Behind, prudently stalking, Mendoza eased up against a pillar, his ears perked. Von who?
“Oh, goddam,” Buchanan said, starting to go through his pockets. “That woman and her aliases. She’s always …” He snapped his fingers. “Prudence Pennyfeather. Have you got her under that name?”
“No.”
Adele and Herbert sneaked up on the other side of the pillar. Pru who?
“Well, you’ve got her registered under some name, dammit,” Buchanan said, pretending anger. He looked at his watch. “I’m already starting to lose the light.”
“The light … ?”
“For my photographs,” Buchanan began, and then changed his tone. “Look. Never mind. If you don’t want your hotel in the background, that’s fi
ne by me, my friend. Let me speak to the manager.”
The clerk smiled weakly. “Perhaps if you could describe the lady?”
“Strange you don’t know her,” Buchanan complained. “Pictures in the paper all the time. The big magazines. TV.” He resumed his false search, found a piece of paper, swore at it, crumpled it up. “One of those skinny fashion models, long blond hair, large blue eyes, a very generous mouth.”

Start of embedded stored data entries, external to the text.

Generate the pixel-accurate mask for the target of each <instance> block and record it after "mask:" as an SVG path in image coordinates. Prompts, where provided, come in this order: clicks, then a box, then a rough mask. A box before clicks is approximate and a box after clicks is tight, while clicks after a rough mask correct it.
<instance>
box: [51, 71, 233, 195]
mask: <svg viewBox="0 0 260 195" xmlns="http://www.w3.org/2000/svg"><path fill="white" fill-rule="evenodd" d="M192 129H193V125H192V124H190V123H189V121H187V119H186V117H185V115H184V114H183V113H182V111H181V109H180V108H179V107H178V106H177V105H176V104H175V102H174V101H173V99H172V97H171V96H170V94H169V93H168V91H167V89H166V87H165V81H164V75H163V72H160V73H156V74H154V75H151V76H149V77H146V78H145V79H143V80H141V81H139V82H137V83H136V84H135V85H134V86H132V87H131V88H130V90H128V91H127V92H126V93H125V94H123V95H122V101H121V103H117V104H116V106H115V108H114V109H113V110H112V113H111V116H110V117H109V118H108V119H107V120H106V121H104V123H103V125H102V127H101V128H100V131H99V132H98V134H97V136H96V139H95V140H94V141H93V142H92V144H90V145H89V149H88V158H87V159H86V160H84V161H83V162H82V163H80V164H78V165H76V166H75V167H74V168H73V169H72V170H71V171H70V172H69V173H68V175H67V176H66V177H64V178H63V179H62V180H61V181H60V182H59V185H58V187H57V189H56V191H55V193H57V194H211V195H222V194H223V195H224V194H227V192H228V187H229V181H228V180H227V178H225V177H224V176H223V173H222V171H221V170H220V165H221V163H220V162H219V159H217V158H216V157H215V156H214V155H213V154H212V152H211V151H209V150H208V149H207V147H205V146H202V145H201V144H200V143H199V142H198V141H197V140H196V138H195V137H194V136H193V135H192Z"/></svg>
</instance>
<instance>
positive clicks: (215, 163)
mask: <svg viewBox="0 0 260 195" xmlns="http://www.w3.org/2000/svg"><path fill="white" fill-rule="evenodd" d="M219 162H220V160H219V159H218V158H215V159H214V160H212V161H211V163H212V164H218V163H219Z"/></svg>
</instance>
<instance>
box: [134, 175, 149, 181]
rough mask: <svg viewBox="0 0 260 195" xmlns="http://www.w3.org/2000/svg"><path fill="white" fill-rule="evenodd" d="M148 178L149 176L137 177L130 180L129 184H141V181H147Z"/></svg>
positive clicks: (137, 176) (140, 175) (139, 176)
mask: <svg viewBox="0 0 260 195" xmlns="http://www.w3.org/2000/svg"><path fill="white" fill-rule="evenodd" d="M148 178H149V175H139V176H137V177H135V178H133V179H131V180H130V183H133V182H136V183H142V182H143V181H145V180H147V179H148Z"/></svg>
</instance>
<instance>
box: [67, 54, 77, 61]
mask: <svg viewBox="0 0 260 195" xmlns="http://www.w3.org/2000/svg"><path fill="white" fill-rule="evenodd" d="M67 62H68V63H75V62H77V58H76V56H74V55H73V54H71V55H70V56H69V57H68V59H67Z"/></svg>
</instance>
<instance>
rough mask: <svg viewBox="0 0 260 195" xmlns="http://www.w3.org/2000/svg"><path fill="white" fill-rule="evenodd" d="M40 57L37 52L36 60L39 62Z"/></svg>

None of that registered on the clerk.
“The neck of a giraffe,” Buchanan went on. “No, a swan, I suppose. There’s a swoop to it. European, of course. Speaks with an accent. Trouble with her w’s. You’re velcome.”
The clerk looked blanker than ever.
“That’s it, then,” Buchanan said, defeated. “Oh, no. I almost forgot.” He pointed to his chin. “There’s a mole here.”
“Why didn’t you say so?” the clerk demanded. “El lunar! The beauty spot!” He flashed a broad smile and then it quickly faltered. “You say she’s a model?”
“Yes. Why?”
“She’s so thin. She has no …”
“All the better to see your hotel,” Buchanan assured him. “The number?”
“Ten-oh-six. But I don’t think she’s in.”
“She’s in,” Buchanan said. “We’ve an appointment. I’ll call.” He turned to go. “Thank you.”
“Your camera,” the clerk reminded him.
Buchanan came back to get it. “Silly of me. Thank you again.”
“De nada.”
A few steps and he was back once more. “By the way. Just so I’ll know. What alias is she using?”
“Honig.”
Harry strained to hear from behind a newspaper. Hon who?
Buchanan repeated his thanks and returned the press camera to the mound of equipment in the middle of the lobby. In exchange, he took two large boxes, piled one atop the other, and circled back to watch the desk.
Soon the clerk he had dealt with was poring over a map presented him by a couple of hapless tourists. Buchanan hefted up the boxes so that his face was hidden behind them. He approached the desk groping blindly. “Ten-oh-six, por favor.”